A quelles avancées peut-on s’attendre à l’issue de cet atelier ?

On verra bien. Nous avons aussi parlé un peu de l’enseignement numérique. C’était aussi l’occasion surtout de se connaître pour voir les différents formats d’enseignement qui existent. Là c’est un enseignement assez classique. La façon avec laquelle on le fait à Paris est beaucoup plus comprimée. On verra dans quelle mesure une dimension numérique serait éventuellement possible à intégrer dans les enseignements que nous faisons à Paris. De l’autre côté, dans quelle mesure un atelier comme on l’a fait ici, pourrait être pensé comme un enseignement pour les étudiants. Donc c’est surtout la réflexion et l’expérimentation. On reste en dialogue et on verra ce qui sera le résultat.

Quelles sont les perspectives de manière globale après cet atelier ?

Il y a ce que je viens de dire : faire évoluer ce type d’atelier, ce type d’enseignement en direction d’un type d’enseignement dont pourraient aussi profiter les étudiants.

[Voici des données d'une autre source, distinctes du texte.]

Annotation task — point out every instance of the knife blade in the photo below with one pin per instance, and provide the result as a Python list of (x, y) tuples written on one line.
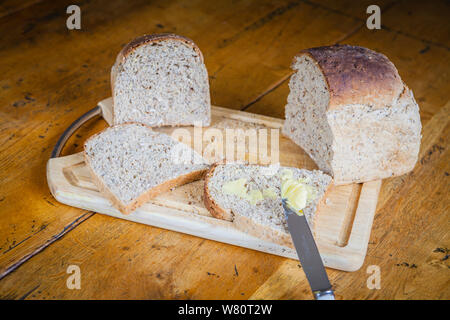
[(308, 254)]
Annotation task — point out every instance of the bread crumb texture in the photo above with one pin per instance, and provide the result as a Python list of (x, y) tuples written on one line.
[(267, 211), (350, 111), (159, 83), (130, 159)]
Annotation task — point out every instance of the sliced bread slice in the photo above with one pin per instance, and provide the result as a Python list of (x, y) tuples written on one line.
[(261, 215), (131, 164), (161, 80)]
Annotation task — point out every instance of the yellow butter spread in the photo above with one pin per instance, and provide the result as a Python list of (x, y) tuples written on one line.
[(296, 192), (269, 193)]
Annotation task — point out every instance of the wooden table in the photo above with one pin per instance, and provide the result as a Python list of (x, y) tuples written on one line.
[(50, 76)]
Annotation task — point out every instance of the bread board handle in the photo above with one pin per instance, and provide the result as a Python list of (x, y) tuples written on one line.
[(72, 128)]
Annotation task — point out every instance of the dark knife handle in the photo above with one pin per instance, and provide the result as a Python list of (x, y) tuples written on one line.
[(324, 295)]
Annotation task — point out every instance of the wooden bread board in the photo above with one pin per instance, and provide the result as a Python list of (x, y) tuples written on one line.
[(343, 224)]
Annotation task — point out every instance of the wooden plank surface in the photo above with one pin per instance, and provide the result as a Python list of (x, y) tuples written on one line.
[(51, 75), (343, 224)]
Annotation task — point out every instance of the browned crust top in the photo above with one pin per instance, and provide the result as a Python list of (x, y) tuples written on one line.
[(357, 75), (154, 38)]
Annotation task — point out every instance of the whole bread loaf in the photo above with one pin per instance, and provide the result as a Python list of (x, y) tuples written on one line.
[(131, 164), (161, 80), (262, 216), (350, 111)]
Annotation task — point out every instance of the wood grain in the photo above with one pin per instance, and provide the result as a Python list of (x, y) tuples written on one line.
[(343, 223), (51, 75)]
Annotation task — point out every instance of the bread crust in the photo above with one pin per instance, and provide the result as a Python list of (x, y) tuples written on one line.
[(149, 194), (145, 39), (249, 226), (356, 75)]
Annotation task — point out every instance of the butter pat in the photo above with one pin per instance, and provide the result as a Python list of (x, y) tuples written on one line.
[(269, 193), (297, 193)]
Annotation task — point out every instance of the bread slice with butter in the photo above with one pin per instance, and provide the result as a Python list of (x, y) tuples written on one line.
[(250, 196), (131, 164)]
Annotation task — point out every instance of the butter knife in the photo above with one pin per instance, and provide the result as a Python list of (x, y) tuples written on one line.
[(308, 254)]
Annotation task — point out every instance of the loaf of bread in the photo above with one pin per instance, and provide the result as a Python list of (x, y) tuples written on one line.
[(257, 208), (161, 80), (131, 163), (350, 111)]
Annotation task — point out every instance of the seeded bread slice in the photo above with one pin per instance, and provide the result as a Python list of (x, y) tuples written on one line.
[(266, 218), (131, 163), (161, 80)]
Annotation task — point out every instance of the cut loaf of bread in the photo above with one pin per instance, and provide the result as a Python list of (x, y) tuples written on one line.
[(350, 111), (161, 80), (264, 219), (131, 163)]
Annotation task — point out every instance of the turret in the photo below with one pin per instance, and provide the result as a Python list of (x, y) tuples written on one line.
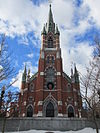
[(50, 26), (76, 75), (57, 31)]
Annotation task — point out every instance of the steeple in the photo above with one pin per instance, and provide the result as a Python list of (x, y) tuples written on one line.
[(50, 24), (57, 31), (24, 75), (44, 30), (76, 75)]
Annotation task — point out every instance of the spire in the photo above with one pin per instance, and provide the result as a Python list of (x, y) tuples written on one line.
[(57, 31), (44, 30), (24, 75), (50, 23), (76, 75)]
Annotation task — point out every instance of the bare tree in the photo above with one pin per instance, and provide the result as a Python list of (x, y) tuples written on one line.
[(9, 107), (6, 68), (8, 99), (91, 84)]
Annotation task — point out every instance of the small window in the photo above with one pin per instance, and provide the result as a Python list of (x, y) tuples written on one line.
[(50, 43)]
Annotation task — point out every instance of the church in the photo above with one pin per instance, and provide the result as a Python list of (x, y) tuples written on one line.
[(50, 92)]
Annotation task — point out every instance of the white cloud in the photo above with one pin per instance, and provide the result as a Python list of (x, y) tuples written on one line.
[(19, 78), (33, 69), (22, 16), (94, 7)]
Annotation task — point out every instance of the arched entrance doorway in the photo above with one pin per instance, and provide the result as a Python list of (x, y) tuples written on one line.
[(50, 110), (70, 111), (29, 111)]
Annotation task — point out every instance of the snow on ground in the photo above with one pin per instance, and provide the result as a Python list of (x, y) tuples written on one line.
[(86, 130)]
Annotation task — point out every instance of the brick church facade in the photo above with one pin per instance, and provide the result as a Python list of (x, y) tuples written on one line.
[(50, 92)]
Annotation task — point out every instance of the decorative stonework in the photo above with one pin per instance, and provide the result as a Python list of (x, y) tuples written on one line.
[(41, 73), (40, 102)]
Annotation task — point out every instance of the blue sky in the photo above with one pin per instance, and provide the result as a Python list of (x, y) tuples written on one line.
[(23, 20)]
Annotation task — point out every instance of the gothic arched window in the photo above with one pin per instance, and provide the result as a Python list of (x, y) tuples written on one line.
[(50, 42)]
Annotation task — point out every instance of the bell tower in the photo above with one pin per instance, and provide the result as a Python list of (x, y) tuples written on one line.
[(50, 62), (50, 92)]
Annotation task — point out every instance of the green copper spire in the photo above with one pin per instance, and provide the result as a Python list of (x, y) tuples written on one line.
[(50, 23)]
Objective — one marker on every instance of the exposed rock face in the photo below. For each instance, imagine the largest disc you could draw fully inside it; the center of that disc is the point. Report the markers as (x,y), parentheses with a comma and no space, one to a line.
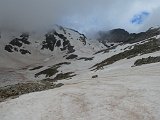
(148,60)
(17,43)
(122,36)
(116,35)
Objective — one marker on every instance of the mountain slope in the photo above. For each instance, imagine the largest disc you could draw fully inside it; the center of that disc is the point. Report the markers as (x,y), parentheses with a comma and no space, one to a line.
(98,84)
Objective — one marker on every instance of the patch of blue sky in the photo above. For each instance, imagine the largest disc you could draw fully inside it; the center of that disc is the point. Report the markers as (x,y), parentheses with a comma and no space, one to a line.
(140,18)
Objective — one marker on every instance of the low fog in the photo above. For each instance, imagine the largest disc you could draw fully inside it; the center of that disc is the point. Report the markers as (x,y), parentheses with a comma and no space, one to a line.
(82,15)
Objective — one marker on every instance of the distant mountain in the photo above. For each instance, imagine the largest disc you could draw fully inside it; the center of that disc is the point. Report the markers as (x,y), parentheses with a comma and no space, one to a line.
(122,36)
(117,75)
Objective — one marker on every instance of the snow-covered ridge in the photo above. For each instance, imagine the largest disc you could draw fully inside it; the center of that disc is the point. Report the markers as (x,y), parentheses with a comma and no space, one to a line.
(118,91)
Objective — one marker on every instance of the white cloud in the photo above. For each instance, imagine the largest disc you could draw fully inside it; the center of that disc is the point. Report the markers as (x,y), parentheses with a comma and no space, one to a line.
(84,15)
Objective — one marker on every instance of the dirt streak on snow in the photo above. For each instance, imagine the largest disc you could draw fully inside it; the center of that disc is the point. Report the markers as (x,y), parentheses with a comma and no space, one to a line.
(116,95)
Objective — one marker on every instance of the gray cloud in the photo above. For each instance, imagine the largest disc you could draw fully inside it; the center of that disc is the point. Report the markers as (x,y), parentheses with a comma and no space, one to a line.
(84,15)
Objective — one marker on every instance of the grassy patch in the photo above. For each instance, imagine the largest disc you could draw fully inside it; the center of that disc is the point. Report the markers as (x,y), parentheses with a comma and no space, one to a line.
(36,68)
(14,91)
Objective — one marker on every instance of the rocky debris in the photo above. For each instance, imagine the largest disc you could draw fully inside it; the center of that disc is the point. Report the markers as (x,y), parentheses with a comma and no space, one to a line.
(95,76)
(86,59)
(9,48)
(18,43)
(122,36)
(51,42)
(148,60)
(52,70)
(82,37)
(36,68)
(23,52)
(62,76)
(149,47)
(115,35)
(72,56)
(14,91)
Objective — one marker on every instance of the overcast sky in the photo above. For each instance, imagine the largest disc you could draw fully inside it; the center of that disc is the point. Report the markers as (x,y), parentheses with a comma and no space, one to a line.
(82,15)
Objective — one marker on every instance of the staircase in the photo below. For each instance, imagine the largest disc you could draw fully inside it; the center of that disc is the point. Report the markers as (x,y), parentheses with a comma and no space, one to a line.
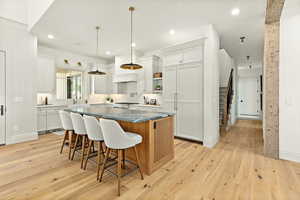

La deuxième perspective est une demande qui a émané des participants et qui consiste à se mettre en réseau entre eux et créer un petit groupe de recherche interdisciplinaire, inter universitaire, qui pourra se réunir dans quelques mois pour travailler ensemble avec des outils de l’analyse des réseaux, dans leurs différents domaines d’intérêt.

Présentation de Klaus Hamberger

Klaus Hamberger est Maître de conférences à l’EHESS, chercheur au Centre d’Etudes des Mondes Africains (CNRS/CEMAf-Ivry) et membre du groupe de recherche TIP (Traitement Informatique de la Parenté, www.kintip.net). Philosophe d’origine (thèse 1995), il a entamé en 2004 un travail de terrain au Togo méridional et soutenu en 2009 une thèse en anthropologie sociale à l’EHESS, La parenté vodou. Organisation sociale et logique symbolique en pays ouatchi. Ses recherches portent sur l’anthropologie de l’espace social, la modélisation de la parenté et l’analyse des réseaux sociaux.